AC: But still the reform proposal goes in the opposite direction, making for example some asylum requests “inadmissible”.
ES: The inadmissibility checks proposed by the Commission in Art. 3(3) are one of the most worrying aspects of the whole reform because they are based on a very vague concept of Safe Third Country, which is defined in the Procedure Directive and which foresees a high level of discretion by the MS, who have to decide whether a third country is a safe state or not. Put in the broader context of the EU-Turkey Deal, a potential Italy-Libya Deal and the new Partnership Framework with African Countries, we see a clear tendency of the EU migration and asylum policy to externalise our borders and responsibility. The combination of these agreements with the inadmissibility checks will facilitate the return of asylum seekers to Safe Third Countries, including minors, families and vulnerable people. Moreover, the inadmissibility checks would add another burden to the MS that are located on the “hot” borders of the EU.
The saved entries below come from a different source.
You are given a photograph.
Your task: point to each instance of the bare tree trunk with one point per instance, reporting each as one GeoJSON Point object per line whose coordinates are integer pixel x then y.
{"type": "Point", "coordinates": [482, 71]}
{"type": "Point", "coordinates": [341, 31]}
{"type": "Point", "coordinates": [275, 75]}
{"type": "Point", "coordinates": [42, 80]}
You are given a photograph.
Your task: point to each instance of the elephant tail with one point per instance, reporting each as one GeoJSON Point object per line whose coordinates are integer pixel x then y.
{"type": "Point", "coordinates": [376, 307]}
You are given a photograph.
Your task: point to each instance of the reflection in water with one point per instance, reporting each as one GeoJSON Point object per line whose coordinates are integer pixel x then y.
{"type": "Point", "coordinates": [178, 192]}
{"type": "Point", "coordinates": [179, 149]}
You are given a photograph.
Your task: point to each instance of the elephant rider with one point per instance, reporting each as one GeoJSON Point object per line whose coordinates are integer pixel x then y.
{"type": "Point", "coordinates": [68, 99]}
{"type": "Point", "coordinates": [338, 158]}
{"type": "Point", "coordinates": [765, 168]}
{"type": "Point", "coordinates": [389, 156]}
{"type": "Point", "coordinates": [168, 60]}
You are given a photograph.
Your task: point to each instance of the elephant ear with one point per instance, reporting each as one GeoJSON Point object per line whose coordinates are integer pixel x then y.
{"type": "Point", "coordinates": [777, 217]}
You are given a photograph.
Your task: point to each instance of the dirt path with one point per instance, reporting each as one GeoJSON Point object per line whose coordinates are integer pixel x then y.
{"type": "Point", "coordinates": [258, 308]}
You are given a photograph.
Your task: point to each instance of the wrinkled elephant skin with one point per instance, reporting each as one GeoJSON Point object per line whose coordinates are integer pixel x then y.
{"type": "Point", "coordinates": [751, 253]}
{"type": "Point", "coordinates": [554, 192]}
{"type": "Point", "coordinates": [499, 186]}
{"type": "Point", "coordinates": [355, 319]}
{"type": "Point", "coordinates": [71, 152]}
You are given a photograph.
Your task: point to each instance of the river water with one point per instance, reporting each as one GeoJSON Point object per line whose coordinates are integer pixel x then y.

So, yes, I am strongly fighting against the inclusion of inadmissibility checks in the reform, and I am also trying to raise awareness among my colleagues about the importance of such provision, because if it goes through, one day we may have a harmonized European asylum system, but one without asylum seekers.
AC: One last question: in a provision – which the ECRE has defined as “counter-intuitive” – the proposal abolishes the so-called “sovereignty clause”, which allows MS to refrain from conducting systematic Dublin procedures, as was the case in Germany with Syrians in September 2015. What is your position on that?
ES: I am of course firmly against this provision believing that, in a system that works not only should asylum seekers be entitled to express their preferences about where to be relocated, but Member States who are willing to do more should be given the chance to do so. There is absolutely no reason to build such a strict mechanism like the one enshrined in the Commission proposal. Once again, this reform seems to be written only to assess clearly who is responsible to process an asylum application rather than to improve the system and make it more efficient and humane.